Es geschah, als Sheila gerade zu ihrer Mutter ging, um sie zu beruhigen. Jennifer saß am Fenster und sah sehnsüchtig und traurig nach draußen, wie als könnte Ivan jeden Moment durch den frühlingshaften Garten nach Hause kommen. Sheila sah sie mitleidig an, näherte sich ihr leise und legte ihr den Arm um die Schulter. Sie überlegte noch fieberhaft, wie sie ihre Mutter trösten konnte, da flatterte etwas hinter ihr ins Zimmer. Sie wandte sich um und Anemonius, dessen Gefieder noch immer sehr zerzaust war, gefolgt von Tamira, flogen herein. Jennifer wischte sich mit ihrer Hand über die Augen, um die Spuren der Tränen loszuwerden. Dann wandte sie sich den Vögeln zu und versuchte, lächelnd zu sagen: "Guten Tag, schön Sie so froh und munter hier zu sehen! Was gibt es denn?"
Anemonius räusperte sich und sprach langsam: "Ich und... Tamira haben... beschlossen, zurück in unser Königreich zurückzukehren. Ich bin wieder gesund und nun muss ich meine Pflichten als König einnehmen." Tamira nickte traurig. "Danke für alles!", flüsterte sie.
Sheila spürte, wie ihr die Tränen ins Gesicht schossen. So lange hatte sie sich nun um die Zwei gekümmert, und sie waren ihr ans Herz gewachsen. Und jetzt sollte alles vorbei sein? Alles? Jennifers Blick trübte sich auch und sie fragte zaghaft: "Ihr wollt uns für immer verlassen?" Anemonius Augen blinzelten und er musste eine Weile überlegen, ehe er sagte: "Als der Kampf tobte, habe ich Tamira befohlen, euch zu Herrschern über Emanon zu machen, wenn ich es nicht überlebt hätte. Ihr habt mir einen so großen Dienst erwiesen, sodass ich gezwungen bin, euch noch etwas Gutes zu tun; ich habe beschlossen, eine Suche auf den verschwundenen Sasayaku abzusetzen. Und ihn euch zu übergeben, wenn wir ihn finden. Außerdem erkläre ich euch hiermit zu den Verwaltern Emanons in der Menschenwelt und gewähre euch jeglichen Zutritt zu unserer Welt. Ihr sollt unter uns bekannt sein wie ich und meine Gefährtin und jedes Tier soll euch dienen. Und... ich möchte von nun an mehr Zeit mit Tamira verbringen, deshalb ernenne ich sie zur Königin!" Der große Bussard hob vorsichtig seinen Schnabel und rieb ihn an Tamiras Wange. Dann flatterte er auf und rief: "Lebt wohl!"
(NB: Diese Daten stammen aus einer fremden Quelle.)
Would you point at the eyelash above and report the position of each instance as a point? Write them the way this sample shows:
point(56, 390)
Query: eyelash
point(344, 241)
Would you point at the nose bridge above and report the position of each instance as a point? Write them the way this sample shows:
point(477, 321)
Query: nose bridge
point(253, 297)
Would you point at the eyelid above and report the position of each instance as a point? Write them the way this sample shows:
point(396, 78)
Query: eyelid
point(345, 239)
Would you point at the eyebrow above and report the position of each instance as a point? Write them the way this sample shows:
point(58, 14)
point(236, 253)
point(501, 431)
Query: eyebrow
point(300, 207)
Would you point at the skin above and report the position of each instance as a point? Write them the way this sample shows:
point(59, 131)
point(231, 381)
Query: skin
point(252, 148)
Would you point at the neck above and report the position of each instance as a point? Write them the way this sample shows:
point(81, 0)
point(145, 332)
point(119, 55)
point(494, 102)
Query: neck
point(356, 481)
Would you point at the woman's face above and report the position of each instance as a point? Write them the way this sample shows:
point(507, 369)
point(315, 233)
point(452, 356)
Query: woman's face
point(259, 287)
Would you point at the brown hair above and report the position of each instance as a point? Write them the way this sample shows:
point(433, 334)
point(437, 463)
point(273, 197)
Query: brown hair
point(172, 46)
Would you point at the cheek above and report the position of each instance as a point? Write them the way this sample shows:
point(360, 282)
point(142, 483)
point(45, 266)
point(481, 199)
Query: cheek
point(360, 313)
Mit diesen letzten Worten erhob sich auch Tamira und beide segelten majestätisch in den gerade erst anbrechenden Tag hinaus. Sheila stürzte eilig zum Fenster und starrte mit glasigen Augen auf die zwei königlichen Gestalten, die langsam zwischen den Bäumen verschwanden. Eine Träne rollte ihr über die Wange. Dann spürte sie ihre Mutter neben sich. Auch sie blickte gerührt den Vögeln nach. Sheila umarmte sie und flüsterte. "Mutti, sie haben versprochen, Ivan zu suchen. Und wir werden sie wiedersehen, bestimmt!" Ihre Mutter seufzte schwer und schloss Sheila nun auch in die Arme. Sheila schluckte einen Kloß Tränen hinunter, bevor sie murmelte: "Weißt du was? Wir brechen auf und suchen Ivan, so wie ihr mich gesucht habt! Denn nun haben wir Millionen Tiere, die uns unterstützen werden!" Damit vergrub sie ihren Kopf in Jennifers Schulter und spürte nur noch das leichte Lächeln ihrer Mutter.